Никогда так быстро не удавалось Кастрицыну заводить свою машину! Как будто она чувствовала, что грозит ей, что грозит всей стройке… Точилин немедленно привел восемь парией с лопатами. Подпихивая машину толстыми слегами, они помогали Юре устанавливать «Марион». Ковш экскаватора дрогнул и с силой врезался в землю. Ребята дружно отделывали бровку траншеи. Работа была в разгаре, когда появилось начальство. Четырех приезжих сопровождало несколько волховстроевских прорабов. Увидев начатую траншею, Кандалов сделал каменное лицо. Экскаватор работал во все свои лошадиные силы. Его ковш зачерпывал четверть куба грунта, стрела поворачивалась, и земля с шумом обрушивалась на бровку. Ребята без рубах исступленно, не поднимая головы, старательно, ювелирно отделывали бесполезную бровку. Члены комиссии подошли поближе и молча смотрели, как быстро Юра ворочает рычагами, как ладно блестят хорошо смазанные части механизма. Кандалов деловито что-то им объяснял, наиболее дотошный член комиссии исчеркивал карандашом свой блокнот.
— Ну вот. А теперь зайдем в инструментальный склад. Я вам покажу, что у нас есть из запасных частей, а потом пройдем в механическую мастерскую. — Кандалов поискал взором Кастрицына, нашел его, глаза у него сделались на мгновение узенькими, веки дрогнули…
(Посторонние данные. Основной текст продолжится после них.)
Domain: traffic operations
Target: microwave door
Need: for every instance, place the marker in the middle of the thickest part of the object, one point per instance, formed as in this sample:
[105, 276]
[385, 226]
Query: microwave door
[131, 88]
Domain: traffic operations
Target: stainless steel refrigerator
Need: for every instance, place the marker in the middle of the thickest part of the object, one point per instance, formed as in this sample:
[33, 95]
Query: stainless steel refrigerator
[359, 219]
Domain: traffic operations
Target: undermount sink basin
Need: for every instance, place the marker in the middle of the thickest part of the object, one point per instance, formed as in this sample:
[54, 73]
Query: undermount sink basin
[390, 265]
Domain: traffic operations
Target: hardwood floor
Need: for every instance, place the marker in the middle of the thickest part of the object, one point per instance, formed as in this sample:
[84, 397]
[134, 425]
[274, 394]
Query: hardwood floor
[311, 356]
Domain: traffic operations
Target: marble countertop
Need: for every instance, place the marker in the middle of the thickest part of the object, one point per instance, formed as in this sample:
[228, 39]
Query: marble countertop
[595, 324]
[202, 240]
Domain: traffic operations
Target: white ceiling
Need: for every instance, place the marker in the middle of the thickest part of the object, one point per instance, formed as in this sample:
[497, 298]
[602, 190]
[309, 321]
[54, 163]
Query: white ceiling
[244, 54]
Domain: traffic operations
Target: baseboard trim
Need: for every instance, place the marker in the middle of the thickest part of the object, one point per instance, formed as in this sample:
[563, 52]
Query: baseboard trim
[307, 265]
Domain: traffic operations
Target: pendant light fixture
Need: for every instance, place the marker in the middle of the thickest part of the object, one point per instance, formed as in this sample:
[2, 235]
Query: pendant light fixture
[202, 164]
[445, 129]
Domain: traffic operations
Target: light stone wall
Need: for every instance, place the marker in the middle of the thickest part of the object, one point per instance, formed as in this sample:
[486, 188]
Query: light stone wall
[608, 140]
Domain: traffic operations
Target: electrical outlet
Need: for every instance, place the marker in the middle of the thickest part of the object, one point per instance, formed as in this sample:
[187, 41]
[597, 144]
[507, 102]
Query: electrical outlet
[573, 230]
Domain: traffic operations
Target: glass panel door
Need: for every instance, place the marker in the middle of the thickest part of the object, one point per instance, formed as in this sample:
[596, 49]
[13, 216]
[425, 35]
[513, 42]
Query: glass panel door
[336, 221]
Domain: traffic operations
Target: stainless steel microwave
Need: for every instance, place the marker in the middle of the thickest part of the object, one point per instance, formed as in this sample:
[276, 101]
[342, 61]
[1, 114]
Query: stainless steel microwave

Комиссия двинулась к складу. Когда последний из комиссии скрылся за бревенчатой стеной склада, Юра выключил экскаватор и выпрыгнул из будки.
— Сашка! Дуем бегом в мастерскую! Запустим станки, станем к тискам! Мастерская должна работать! Понятно?!
— А они догадаются! Увидят — ведь те же люди!
— Да ничего они не догадаются! Думаешь, они что, разглядывали нас? Очень им надо на твои курносый нос любоваться! Пошли!
— Ну уж тебя-то они разглядели! Таких рыжих и в Петрограде больше не осталось после тебя! Нет, ты уж будь здесь. И закрути свою старуху! Пусть шумит побольше…
Побросав лопаты, ребята побежали к мастерской. Скоро из трубы на крыше мастерской вылетело кольцо дыма, движок зачихал, затем ровно загудел.
Подходя с комиссией к механической, Кандалов услышал ровный рабочий гул. Он открыл дверь мастерской и впустил членов комиссии. Мастерская работала. Движок стучал так, как будто он уже устал от долгой и непосильной работы на том отвратительном и нечистом горючем, которое было на стройке. Оба токарных станка работали. На одном из них Саша Точилин обдирал какой-то прут, у другого неизвестный Кандалову парень внимательно разглядывал чертеж детали к портальному крану.
У, черт! Держит чертеж вниз головой!..
Все шесть тисков были заняты, и скрежещущий звук напильников в неумелых руках наполнял мастерскую. Кандалов посмотрел на заведующего мастерской, растерянно стоявшего в глубине. Тот опустил глаза, слегка развел руками…
«Н-да-а! Такой спектакль и Станиславский бы не сумел поставить», — уважительно подумал Кандалов.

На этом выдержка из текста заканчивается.